Well, he was breaking his heart over it. That went without saying. Those eyes...

Still! Who would have thought he would form an attachment to some common girl with no morals? And she must be that, for no unmarried lady would ever creep around in the dark with a gentleman. It seemed so unlikely of him, so sad. The first girl he pursued might have been cold and unfeeling, but at least she was suitable. This, however...

It must be because he was ill, the poor devil. He was grasping at whatever comfort he could find, and that made him an easy mark. If his mystery girl had not robbed him outright, she'd begged off him, or gotten everything she could in some other way. She'd abandoned him the moment his purpose was served.

Small wonder he looked so wretched.

A wave of pity washed over her, though naturally she was not free to indulge in it. He was already walking again, swiftly, pulling at her in a way that almost belied his previous need for support. Just before they reached the parlor door, he dropped her arm altogether.

John was waiting for them just inside. He must have seen them coming from the window.

"The master wants a bath, please," Margaret murmured, as William brushed past them both with no comment. "Then, when you are finished with that, come and find me."

John nodded. He followed William at a discreet distance while Margaret returned downstairs.

In the servants' kitchen, most of the staff was seated around the plank table, eating their breakfasts. Margaret took her customary chair and addressed the coachman in what she hoped to be a nonchalant manner.

"After you finish, will you take the coach to the Long home? The master is in need of the doctor this morning."

Oliver swallowed a bite of food and wiped his mouth with his napkin. "Is he very bad off?" he asked, already half-rising. "I can go without delay."

"No, it isn't as serious as that. Don't rush yourself."

Across the table, Máire was helping serve. She leaned across Sarah Walker's elbow and whispered loudly, "If you ask me, it's a member of the clergy he wants, not a doctor." Her tone, while not venomous, was filled with gossipy delight. Margaret rose from her chair so swiftly she tipped it over.

"Máire Mullen!"

The maid paled visibly; she had not realized how her voice would carry. "Yes, Mrs. Hastings?"

"After breakfast I want you to scrub the floors in this wing, and mind you do them well. They are in a dreadful condition."

"Yes, Mrs.
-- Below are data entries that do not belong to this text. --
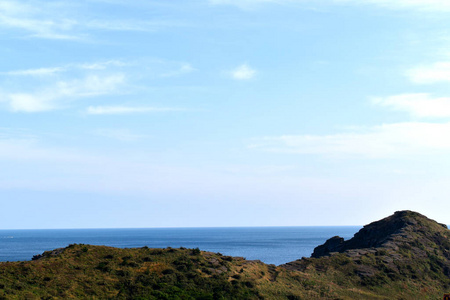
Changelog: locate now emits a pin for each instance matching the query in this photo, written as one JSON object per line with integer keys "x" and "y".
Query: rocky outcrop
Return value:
{"x": 402, "y": 227}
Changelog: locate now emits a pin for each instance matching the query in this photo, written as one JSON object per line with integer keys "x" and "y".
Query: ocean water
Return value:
{"x": 273, "y": 245}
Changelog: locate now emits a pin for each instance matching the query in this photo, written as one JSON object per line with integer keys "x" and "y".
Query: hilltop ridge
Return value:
{"x": 390, "y": 233}
{"x": 403, "y": 256}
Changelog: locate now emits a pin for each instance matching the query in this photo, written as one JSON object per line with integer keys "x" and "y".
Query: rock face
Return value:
{"x": 403, "y": 252}
{"x": 402, "y": 227}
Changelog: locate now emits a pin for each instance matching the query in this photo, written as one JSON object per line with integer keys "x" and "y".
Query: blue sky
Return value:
{"x": 222, "y": 112}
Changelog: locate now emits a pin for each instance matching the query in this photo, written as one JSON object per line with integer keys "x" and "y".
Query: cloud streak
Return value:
{"x": 428, "y": 74}
{"x": 385, "y": 141}
{"x": 243, "y": 72}
{"x": 417, "y": 5}
{"x": 55, "y": 96}
{"x": 420, "y": 105}
{"x": 122, "y": 110}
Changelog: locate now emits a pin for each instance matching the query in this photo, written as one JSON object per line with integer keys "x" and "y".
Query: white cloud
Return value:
{"x": 67, "y": 21}
{"x": 118, "y": 110}
{"x": 419, "y": 5}
{"x": 185, "y": 68}
{"x": 384, "y": 141}
{"x": 36, "y": 72}
{"x": 243, "y": 72}
{"x": 426, "y": 74}
{"x": 36, "y": 19}
{"x": 418, "y": 105}
{"x": 123, "y": 135}
{"x": 54, "y": 96}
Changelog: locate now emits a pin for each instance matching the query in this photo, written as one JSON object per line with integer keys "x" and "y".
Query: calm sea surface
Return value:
{"x": 274, "y": 245}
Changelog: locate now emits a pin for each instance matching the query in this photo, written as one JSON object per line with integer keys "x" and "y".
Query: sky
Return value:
{"x": 211, "y": 113}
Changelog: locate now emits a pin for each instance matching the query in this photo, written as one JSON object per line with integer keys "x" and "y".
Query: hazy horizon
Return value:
{"x": 222, "y": 113}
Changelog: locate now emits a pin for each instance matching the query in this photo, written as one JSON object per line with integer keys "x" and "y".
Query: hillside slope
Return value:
{"x": 404, "y": 256}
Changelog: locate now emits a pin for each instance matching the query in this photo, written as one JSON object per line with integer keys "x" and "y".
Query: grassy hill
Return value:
{"x": 405, "y": 256}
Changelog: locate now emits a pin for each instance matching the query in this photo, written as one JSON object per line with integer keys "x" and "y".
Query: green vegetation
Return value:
{"x": 411, "y": 262}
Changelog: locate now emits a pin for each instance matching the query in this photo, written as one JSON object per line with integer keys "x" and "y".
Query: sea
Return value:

Hastings." Máire paused, then asked timidly, "Which floors will I be doing today?"

Margaret picked up her chair and resumed her seat. She made the girl wait a minute or two before she answered. "You're to do all of them. You're to keep at it until they are finished."
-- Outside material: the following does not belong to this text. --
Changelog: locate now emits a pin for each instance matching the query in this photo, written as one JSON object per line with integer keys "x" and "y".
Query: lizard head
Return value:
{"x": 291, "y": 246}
When Doctor Long arrived at a quarter after ten that morning, he found his patient restive and in a very poor temper. He had taken but a little of the breakfast his staff prepared and seemed annoyed with them for having summoned the doctor without consulting him. However, he submitted to an examination with minimal argument and sat quietly to hear the results of it.
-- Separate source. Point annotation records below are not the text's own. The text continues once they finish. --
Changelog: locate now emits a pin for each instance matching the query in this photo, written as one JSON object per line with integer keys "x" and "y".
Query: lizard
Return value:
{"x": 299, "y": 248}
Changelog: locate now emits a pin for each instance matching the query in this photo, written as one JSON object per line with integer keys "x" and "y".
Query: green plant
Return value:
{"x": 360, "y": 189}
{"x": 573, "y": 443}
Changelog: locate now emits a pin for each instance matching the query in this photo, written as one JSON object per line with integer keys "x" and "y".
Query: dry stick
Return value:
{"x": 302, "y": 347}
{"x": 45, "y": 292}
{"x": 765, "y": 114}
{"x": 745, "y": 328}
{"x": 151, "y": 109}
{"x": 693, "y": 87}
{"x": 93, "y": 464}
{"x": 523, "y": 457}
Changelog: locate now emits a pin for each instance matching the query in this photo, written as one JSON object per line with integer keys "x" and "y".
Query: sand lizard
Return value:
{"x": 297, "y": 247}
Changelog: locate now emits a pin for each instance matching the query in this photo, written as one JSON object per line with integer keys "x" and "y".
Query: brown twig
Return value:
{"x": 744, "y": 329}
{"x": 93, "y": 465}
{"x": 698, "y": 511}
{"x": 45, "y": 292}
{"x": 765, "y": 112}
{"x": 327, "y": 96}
His chest sounded more congested, and the crimson patches on his otherwise wan face were from a high fever, which would also be the reason why he felt chilled. His eyes were sunken and he had lost weight; clearly, he had not been following orders regarding his diet. In fact, he looked as though he had been neglecting himself shamefully, no doubt from some perverse desire to hasten the inevitable. Dr. Long told him this dispassionately, with an expression that clearly stated he had expected nothing more or less from such an uncooperative patient.

Before he left, Dr. Long advised William to take an extra measure of laudanum at luncheon, another just before dinnertime. To calm him, the doctor said. To help him rest.